Imagine a small concert venue, hosting 900 people, give or take. That’s about the number of passengers and crew on a small cruise ship, or of students attending the average U.S. public high school. A group that size collectively holds more wealth than the bottom half of the country combined, because that’s roughly how many billionaires live in the U.S. But a new bill is asking the people in that hypothetical cruise ship, concert venue, or high school to chip in, and to bankroll multi-thousand-dollar checks for millions of middle-class Americans.

Sen. Bernie Sanders and Rep. Ro Khanna introduced the “Make Billionaires Pay Their Fair Share Act” on Monday, a proposed 5% annual wealth tax on individuals with a net worth of $1 billion or more. Sanders estimates a total of 938 billionaires live in the U.S. and hold a collective $8.2 trillion.

That $8.2 trillion won’t only go into the government’s coffers. The proposed bill has some of that revenue going back into your pockets. In its first year, tax revenue would go toward a one-time $3,000 check for every person living in a lower- or middle-income household, or those earning $150,000 or less.

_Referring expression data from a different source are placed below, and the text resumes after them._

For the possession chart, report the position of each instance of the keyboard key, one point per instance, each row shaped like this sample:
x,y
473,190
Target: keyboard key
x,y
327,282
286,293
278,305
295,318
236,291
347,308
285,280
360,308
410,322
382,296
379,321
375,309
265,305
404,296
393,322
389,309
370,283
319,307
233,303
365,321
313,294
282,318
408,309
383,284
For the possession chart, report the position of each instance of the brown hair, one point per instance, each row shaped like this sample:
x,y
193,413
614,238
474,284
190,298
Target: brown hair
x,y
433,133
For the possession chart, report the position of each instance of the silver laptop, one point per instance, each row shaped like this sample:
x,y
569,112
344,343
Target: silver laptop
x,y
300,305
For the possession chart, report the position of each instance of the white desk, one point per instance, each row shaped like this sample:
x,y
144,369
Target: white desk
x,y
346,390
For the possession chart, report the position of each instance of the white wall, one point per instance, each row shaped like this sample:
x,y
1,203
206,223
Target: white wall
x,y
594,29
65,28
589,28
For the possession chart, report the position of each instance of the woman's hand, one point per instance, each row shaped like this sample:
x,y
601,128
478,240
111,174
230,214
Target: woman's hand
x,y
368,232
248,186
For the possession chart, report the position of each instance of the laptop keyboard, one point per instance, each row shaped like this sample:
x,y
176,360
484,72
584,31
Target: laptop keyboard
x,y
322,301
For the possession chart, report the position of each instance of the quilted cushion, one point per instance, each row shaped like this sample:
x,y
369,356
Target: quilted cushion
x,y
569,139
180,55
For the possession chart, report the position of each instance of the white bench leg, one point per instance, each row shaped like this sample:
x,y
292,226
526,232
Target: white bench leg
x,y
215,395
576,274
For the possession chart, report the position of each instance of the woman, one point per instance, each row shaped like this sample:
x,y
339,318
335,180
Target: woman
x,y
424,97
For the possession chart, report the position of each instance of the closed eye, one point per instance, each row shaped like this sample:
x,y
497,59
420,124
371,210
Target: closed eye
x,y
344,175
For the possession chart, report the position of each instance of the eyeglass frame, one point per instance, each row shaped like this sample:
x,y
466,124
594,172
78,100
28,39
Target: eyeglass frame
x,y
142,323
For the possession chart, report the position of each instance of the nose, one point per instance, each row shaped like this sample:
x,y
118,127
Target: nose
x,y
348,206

While the legislation faces steep odds given Republican control of the House and Senate, the bill follows a trend of proposals aimed at redistributing billionaire wealth. A major labor union introduced a California billionaire tax ballot initiative of similar stature—a 5% tax on those with a net worth of $1 billion or more in the state—though framed as a one-time tax rather than a recurring one. That bill has ignited an exodus from the state, with Google cofounders Sergey Brin and Larry Page among those who have announced their departures. The Biden administration in 2023 introduced a similar bill—a 20% minimum income tax for households with a net worth of $100 million or more—though with little success.